Fertey previously worked at the Nelson Waldorf School for seven years while his daughter attended. When she aged out, the family moved to Vancouver so she could continue at a Waldorf high school where Fertey also worked.
Eight years later Fertey returned to Nelson to take over as the school’s education director in 2018. He thinks the draw Waldorf had for his family is the same as it is for other parents.
“It’s the sense of deep respect that the teachers have for all the children and the mutual respect that exists between the teachers themselves and the teachers and the students,” said Fertey.
“Just really being able to form those connections with the families and with the students. I think [it’s] that sense of community and deep caring.”
Fertey was cutting cake last Friday as the school, located just outside Nelson city limits on Highway 6, celebrated 100 years of Waldorf education.
The alternative approach to schooling began in 1919 after factory owner Emil Molt approached Rudolf Steiner about creating a school for his worker’s children in Stuttgart, Germany.
As the First World War ended, Molt wanted to educate students in a way that would discourage participation in wars when they grew to adulthood.

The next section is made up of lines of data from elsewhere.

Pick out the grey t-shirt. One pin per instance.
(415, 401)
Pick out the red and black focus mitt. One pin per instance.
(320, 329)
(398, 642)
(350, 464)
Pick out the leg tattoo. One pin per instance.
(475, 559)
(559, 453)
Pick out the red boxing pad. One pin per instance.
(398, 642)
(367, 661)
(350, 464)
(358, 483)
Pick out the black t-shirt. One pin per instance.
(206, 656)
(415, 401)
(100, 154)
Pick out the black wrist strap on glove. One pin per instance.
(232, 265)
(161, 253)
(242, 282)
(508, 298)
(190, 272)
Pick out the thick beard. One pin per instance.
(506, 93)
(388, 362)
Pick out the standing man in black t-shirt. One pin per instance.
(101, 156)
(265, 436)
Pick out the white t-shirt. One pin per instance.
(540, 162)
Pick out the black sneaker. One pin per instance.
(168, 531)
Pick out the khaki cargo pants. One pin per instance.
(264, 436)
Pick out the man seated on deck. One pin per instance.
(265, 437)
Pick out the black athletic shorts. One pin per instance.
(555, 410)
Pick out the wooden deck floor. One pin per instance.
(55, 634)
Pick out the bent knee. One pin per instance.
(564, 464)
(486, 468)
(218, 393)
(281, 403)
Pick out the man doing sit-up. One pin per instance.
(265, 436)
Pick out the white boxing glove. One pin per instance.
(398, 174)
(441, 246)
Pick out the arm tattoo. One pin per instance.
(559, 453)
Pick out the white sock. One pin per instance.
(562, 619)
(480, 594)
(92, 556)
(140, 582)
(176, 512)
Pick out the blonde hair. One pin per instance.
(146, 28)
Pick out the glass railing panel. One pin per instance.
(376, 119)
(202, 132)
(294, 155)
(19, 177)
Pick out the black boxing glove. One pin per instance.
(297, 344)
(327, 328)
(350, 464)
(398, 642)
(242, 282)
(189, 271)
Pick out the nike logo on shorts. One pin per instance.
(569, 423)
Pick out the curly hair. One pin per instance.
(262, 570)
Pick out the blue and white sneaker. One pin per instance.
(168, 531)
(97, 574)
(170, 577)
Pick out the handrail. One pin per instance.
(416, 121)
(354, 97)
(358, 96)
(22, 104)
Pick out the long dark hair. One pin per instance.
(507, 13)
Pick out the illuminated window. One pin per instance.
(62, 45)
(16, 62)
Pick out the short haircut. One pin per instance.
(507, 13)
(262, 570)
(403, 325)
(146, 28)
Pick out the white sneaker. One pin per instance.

“There was a sense that something needs to happen so that there can be a sort of social renewal, so that such a war would never repeat itself,” said Fertey.
Waldorf schools now exist all over the world. In Nelson, a school opened in 1984 before moving to its current campus in 1990 after an anonymous donor gifted 33 acres on the former Silver King ski hill site.
The local Waldorf campus hosts preschool, Kindergarten and Grades 1 to 8 with about 140 grade students and 15-to-17 teachers. Fertey said the school is in the middle of adding an archery range and hopes to install its own beehive next spring.
Although it exists outside the public school system, Fertey said Waldorf education runs parallel to what other schools teach in everything but its pedagogy.
“One of the misconceptions is that it’s an arts school. In fact, arts is a big part of every subject. Art is used when we’re teaching math, chemistry, physics. There’s an artistic element that’s woven in every academic subject.”
When the games and cake were finished, Grade 4 to 7 students left on a bus to participate in the climate change strike.
Social awareness, it turns out, is just as important to Waldorf students now as it was 100 years ago.